Yes, it was I who asked for this short, warm winter. I saw my mom like the flowers she nurtured so well: blooming in the spring only to wither with the cold. Maybe I was mistaken, though. The flower isn’t burdened with the coming winter… it doesn’t want to push through the freeze. Rather, it will give itself to the earth to nurture and raise a whole new set of seeds that will grow strong in the spring, holding in fragments of the generations before.

bloom

Semantics

There’s this word…

It conjures fear in my depths that no other word can do. It rattles my soul, and yet, for fear of saying it… I am still unable to avoid it. I still don’t say it. I think I did, once… with a stutter. It felt cold. My mouth didn’t quite know how to speak it, and after I meekly spit it out, I looked around nervously as though it would have awakened a monster. Did it? Could it? Should I be afraid?

Death.
Death.
Death.
It starts as a cough and ends in a whisper.
As if it is one’s last exhale.

Why are you so peculiar, death? When I come to understand you, I’ll be in the company of all who already know you.

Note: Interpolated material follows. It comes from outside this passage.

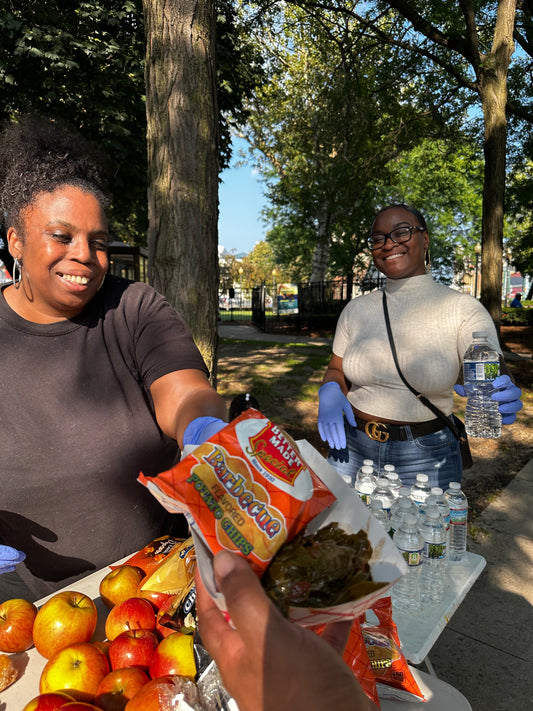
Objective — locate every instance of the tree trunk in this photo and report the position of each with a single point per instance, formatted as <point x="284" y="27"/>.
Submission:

Still, here I find myself pondering the intricacies that my mom has become well acquainted with over the last 4 months. I’ve tried not to say the word itself or its conjugations. Dead. Die. Death. De-breath? I know they are only words, but they feel so harsh. Distant. The euphemisms don’t seem to console me, though. She’s passed away. Passed away to where? This is something I am unsure of. I believe she still exists in some form… I feel a sureness of that. It is physics. She was energy and energy cannot just disappear, it transforms. It must still be somewhere.  But where? I don’t know. That is a certainty I didn’t have that I thought I had. I hope that energy is tangible here; that her last breath, her de-breath, nourished one of her nearby plants as she would have wanted.

And so herein the beauty is found—the silver lining. I am no closer to understanding death, though I no longer want to struggle over its name. I can’t tell you that I believe my mom is in a pearly white kingdom above, because I promised myself that through this blog I would share honesty. With that said, I know there is more to it all than my mom’s ashes. Every time I fall into Savasana I do my best to shut off all thought and release all tension that I’ve held throughout the day. It’s then that I feel her most. I don’t allow myself to think. I only feel what I can only recognize as her. I don’t think that is irony or coincidence. We can’t know all of life’s mysteries. Why would we want to? But we can connect to them and accept that life, love, death, hope, fear, fate… these are all just words we have created to express what, in our humble humanness, we know but cannot explain.

Death.
Death.
Death.
It starts with a cry and ends with a breath.